Traduction par Edmondo Fazio alias Edmond Fazy.
E. Sansot (p. 54-57).

34. — LE PÉCHÉ DE RÉSISTANCE[1]

Un Franciscain, moine mendiant de son métier, recevait l’hospitalité dans un couvent de filles.

Le bon apôtre parle avec tant d’onction, prodigue des exhortations si pénétrantes à la vertu et à la chasteté perpétuelle en Jésus, que ces fines mouches de nonnes, affectant un mystique enthousiasme, le font coucher dans leur dortoir.

Une demi-heure se passe. Tout à coup, les nonnes, bien éveillées comme vous pensez, entendent le Franciscain s’écrier, d’une voix claironnante :

— « Non ! Non ! Non ! Je ne ferai pas cela ! Je ne ferai pas cela ! Je ne ferai pas cela ! »

Les nonnes, aguichées, sautent à bas du lit, en chemises courtes et mal closes, rallument toutes les chandelles, et s’empressent autour du moine à trogne écarlate, qui a rejeté sa couverture, et montre négligemment un priape de belle taille.

Trente paires d’yeux féminins brillent de convoitise.

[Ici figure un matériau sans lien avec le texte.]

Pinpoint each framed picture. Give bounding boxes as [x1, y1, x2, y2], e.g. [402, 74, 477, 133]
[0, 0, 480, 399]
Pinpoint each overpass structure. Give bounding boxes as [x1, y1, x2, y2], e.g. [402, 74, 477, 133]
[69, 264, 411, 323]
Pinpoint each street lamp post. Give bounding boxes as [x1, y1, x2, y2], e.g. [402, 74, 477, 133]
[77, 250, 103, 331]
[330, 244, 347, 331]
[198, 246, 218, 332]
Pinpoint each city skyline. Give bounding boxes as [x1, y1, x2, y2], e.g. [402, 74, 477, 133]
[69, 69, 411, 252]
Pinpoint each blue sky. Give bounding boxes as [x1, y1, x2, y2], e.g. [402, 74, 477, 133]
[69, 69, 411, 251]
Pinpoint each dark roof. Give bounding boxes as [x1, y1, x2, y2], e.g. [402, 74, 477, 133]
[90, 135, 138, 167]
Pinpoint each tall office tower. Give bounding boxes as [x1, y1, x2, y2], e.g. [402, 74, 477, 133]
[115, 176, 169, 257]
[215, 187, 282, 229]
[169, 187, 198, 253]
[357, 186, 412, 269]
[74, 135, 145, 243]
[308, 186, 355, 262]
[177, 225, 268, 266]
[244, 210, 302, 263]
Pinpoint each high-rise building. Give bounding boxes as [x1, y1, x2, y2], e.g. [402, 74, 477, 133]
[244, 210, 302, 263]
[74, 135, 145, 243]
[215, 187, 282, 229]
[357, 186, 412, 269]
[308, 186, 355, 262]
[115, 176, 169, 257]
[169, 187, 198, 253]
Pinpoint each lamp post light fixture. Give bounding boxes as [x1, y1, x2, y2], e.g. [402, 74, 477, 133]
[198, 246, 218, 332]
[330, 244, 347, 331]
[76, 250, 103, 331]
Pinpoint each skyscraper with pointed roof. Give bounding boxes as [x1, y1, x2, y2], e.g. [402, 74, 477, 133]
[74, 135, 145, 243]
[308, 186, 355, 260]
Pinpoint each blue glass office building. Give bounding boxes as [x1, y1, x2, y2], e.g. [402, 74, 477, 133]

L’abbesse demande au frocard ce qu’il a. Le Franciscain répond, de sa voix melliflue :

— « L’ange Gabriel m’apparaît en songe, et m’ordonne de connaître la plus jeune de vos nonnes, afin qu’elle enfante à l’Église un évêque. Mais je refuse, par pudeur et par fidélité à mes vœux. »

L’abbesse reprend :

— « Mon père, il faut obéir à l’ange du Seigneur. »

Puis, elle amène, entièrement nue, la plus jeune des nonnes, qui se cachait en rougissant derrière ses compagnes. La pieuse adolescente ne fut encore initiée qu’à la douce étreinte de corps semblables au sien. Le moine s’évertue vainement à sourire. Sa trogne, et surtout l’engin perforant qu’il darde effrayent la pucelle, qui pleure et se débat.

Alors, toutes les autres nonnes, l’abbesse en tête, s’offrent pour la remplacer. Mais le Franciscain demeure inflexible :

— « L’ange Gabriel a dit « la plus jeune. » Là-dessus, l’abbesse menace la récalcitrante de flagellation majeure, et d’un séjour de trois mois dans l’in-pace du couvent, tant et si bien que la pucelle se résigne.

Le Franciscain enlace la novice tremblante, la rassure, la lutine, la met en position, peu à peu, avec des lenteurs d’artiste en amour. Puis, brusquement, il la pénètre, d’un seul coup de reins.

Un cri déchire l’air du dortoir.

Les nonnes, retroussant leur chemise jusqu’aux épaules, dansent une ronde autour du lit nuptial, et se recouchent ensuite, deux à deux.

Neuf mois après, la novice accouche d’une fille.

Les nonnes, y compris la jeune mère, ne font que rire de ce dénouement. Cependant, l’année suivante, le Franciscain se trouvant de nouveau l’hôte du couvent, l’abbesse l’interroge, pour voir ce qu’il imaginera. Le moine mendiant réplique aussitôt :

— « La déception de sœur Agnès est un châtiment céleste. Sœur Agnès ne s’est pas inclinée tout de suite et de bonne grâce devant la volonté du Seigneur. Elle a commis le péché de résistance. Dieu l’a punie en féminisant le futur évêque dont votre serviteur l’avait ensemencée. »

Sœur Agnès ne joue plus les mijaurées. Elle embrasse le Franciscain.

  1. Livre II, 113. De fratre minore monialem gravidam reddente.